Массовое сознание отличает: 1) общесоциальная, а не только групповая типичность всех образующих его компонентов; 2) их общесоциальное признание, санкционированность той или иной массовой общностью. Поэтому массовое сознание представляет надындивидуальное и надгрупповое по содержанию, однако индивидуальное по форме функционирования сознание. Хотя оно формально и реализуется в массе индивидуальных сознаний, но по смыслу не совпадает с каждым из них в отдельности. Причем для его зарождения и функционирования не обязательно наличие совместной деятельности членов общности, что традиционно принято считать непременным условием появления классических вариантов группового сознания.
Действенным проявлением массового сознания является массовое поведение, однако не всякое, а в основном стихийное -неорганизованное, но одинаковое и относительно необычное вне-групповое поведение значительных общностей, ситуативное и временное, связанное с исключительными обстоятельствами.

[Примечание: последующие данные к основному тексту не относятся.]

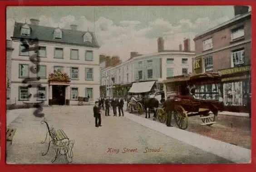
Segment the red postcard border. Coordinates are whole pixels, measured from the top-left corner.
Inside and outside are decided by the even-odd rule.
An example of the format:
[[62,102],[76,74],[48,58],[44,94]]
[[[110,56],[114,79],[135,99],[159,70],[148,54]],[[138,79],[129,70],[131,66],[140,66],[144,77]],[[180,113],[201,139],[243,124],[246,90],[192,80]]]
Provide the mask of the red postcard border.
[[[256,55],[256,49],[252,48],[256,44],[255,38],[256,33],[256,16],[254,10],[256,10],[256,1],[254,0],[3,0],[0,3],[0,32],[2,36],[1,38],[0,53],[2,57],[0,58],[0,72],[4,74],[0,75],[0,108],[1,110],[1,158],[0,169],[2,172],[34,172],[62,171],[69,172],[70,170],[89,172],[113,172],[122,171],[123,172],[155,171],[205,171],[205,172],[235,172],[245,171],[253,172],[256,169],[256,149],[255,147],[256,137],[256,117],[254,115],[251,117],[251,164],[120,164],[120,165],[8,165],[5,163],[5,120],[6,120],[6,8],[10,6],[82,6],[82,5],[247,5],[251,6],[251,78],[255,78],[256,68],[253,67],[256,64],[256,59],[253,58]],[[253,39],[252,39],[253,38]],[[252,88],[256,86],[256,80],[251,80]],[[251,89],[252,104],[255,104],[255,98],[256,91]],[[252,113],[256,112],[256,108],[251,107]]]

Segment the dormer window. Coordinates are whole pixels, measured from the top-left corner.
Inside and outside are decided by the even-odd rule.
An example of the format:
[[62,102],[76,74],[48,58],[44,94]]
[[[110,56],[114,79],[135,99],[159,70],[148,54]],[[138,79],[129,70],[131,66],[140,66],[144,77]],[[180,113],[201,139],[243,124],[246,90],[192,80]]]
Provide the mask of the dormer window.
[[84,42],[89,42],[91,43],[92,39],[93,37],[89,33],[87,32],[84,35]]
[[62,39],[62,31],[59,28],[57,28],[54,30],[54,39]]
[[30,34],[30,28],[27,24],[24,25],[21,28],[20,34],[22,36],[29,36]]

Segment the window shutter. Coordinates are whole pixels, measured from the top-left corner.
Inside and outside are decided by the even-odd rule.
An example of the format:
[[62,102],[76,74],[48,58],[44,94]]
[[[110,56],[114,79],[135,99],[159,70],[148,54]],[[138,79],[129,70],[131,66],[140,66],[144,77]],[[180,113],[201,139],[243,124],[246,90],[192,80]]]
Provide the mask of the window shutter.
[[133,69],[134,69],[134,79],[138,79],[138,62],[135,62],[134,64],[133,64]]
[[153,59],[153,78],[160,78],[160,59]]

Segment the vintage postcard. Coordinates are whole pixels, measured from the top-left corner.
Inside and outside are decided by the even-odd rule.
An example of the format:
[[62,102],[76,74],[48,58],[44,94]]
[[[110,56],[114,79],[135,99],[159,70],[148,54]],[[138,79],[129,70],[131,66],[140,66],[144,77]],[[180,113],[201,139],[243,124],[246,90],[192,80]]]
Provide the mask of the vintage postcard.
[[251,11],[8,7],[6,163],[250,163]]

Хрестоматийными примерами стихийного массового поведения являются агрессия или паника в периоды войн и бунтов. Массовое поведение зависит от того, какой из двух уровней (эмоционально-действенный или рациональный) возобладает в массовом сознании. В зависимости от этого оно будет более или менее стихийным или поддающимся управлению. Поведение масс зависит и от эффективности (объема и качества) внешнего воздействия, оказываемого
на массовое сознание. В принципе до определенных моментов сознание масс (и, соответственно, массовое поведение) податливо решительному внешнему воздействию. Развитие массового сознания зависит от масштаба охвата людей общими психическими состояниями, определяемыми социально-политическими и социокультурными причинами. Созревая первоначально в рамках традиционно выделяемых групп, отдельные компоненты массового сознания распространяются подобно эпидемии, «заражая» представителей иных групп и слоев общества, тем самым увеличивая массу, причем иногда в геометрической прогрессии, лавинообразно.
Основные свойства и характеристики массового сознания описаны давно и детально. Оно конкретно, эмоционально, заразительно, мозаично, подвижно и изменчиво, неоднородно и аморфно. Д.В. Ольшанский назвал массовое сознание своего рода внеструк-турным «архипелагом» в социально-групповой структуре общественного сознания, имея в виду, что образование это не устойчивое, а как бы «плавающее» в составе более широкого целого. Сегодня этот архипелаг может включать одни острова, но уже завтра - совсем другие7. В качестве ведущих макроформ массового сознания выделяют общественное мнение и массовые настроения (не сводимые к традиционно фигурировавшему в советском обще-ствознании «общественному настроению»8), которые сплачивают массу и опредмечиваются в массовых действиях (вначале инициируя, а затем и регулируя социально-политическое поведение).
Итак, термин «массовое сознание» (так же как и «массы») используется в современной литературе, в зависимости от контекста, в различных значениях. Обобщая, выделим важнейшие его трактовки: 1) антипод элитарного сознания; 2) антипод специализированного сознания; 3) форма дотеоретического миропонимания, основанная на сходном жизненном опыте людей, включенных в однотипные структуры практической деятельности и занимающих одинаковое место в социальной иерархии; 4) шаблонное, деперсонализированное сознание рядовых граждан развитого индустриального общества, формирующееся под массированным воздействием СМИ и стереотипов массовой культуры; 5) своеобразное «подсознание» общества, аккумулирующее обширный пласт неявных мировоззренческих моделей и сценариев поведения различного происхождения и направленности; 6) сознание, ситуативно (стихийно) производное от общественного сознания (наиболее реальная и конкретная форма его практического существования), психически объединяющее представителей различных классических групп в неклассическую общность, особый субъект социального действия - массу.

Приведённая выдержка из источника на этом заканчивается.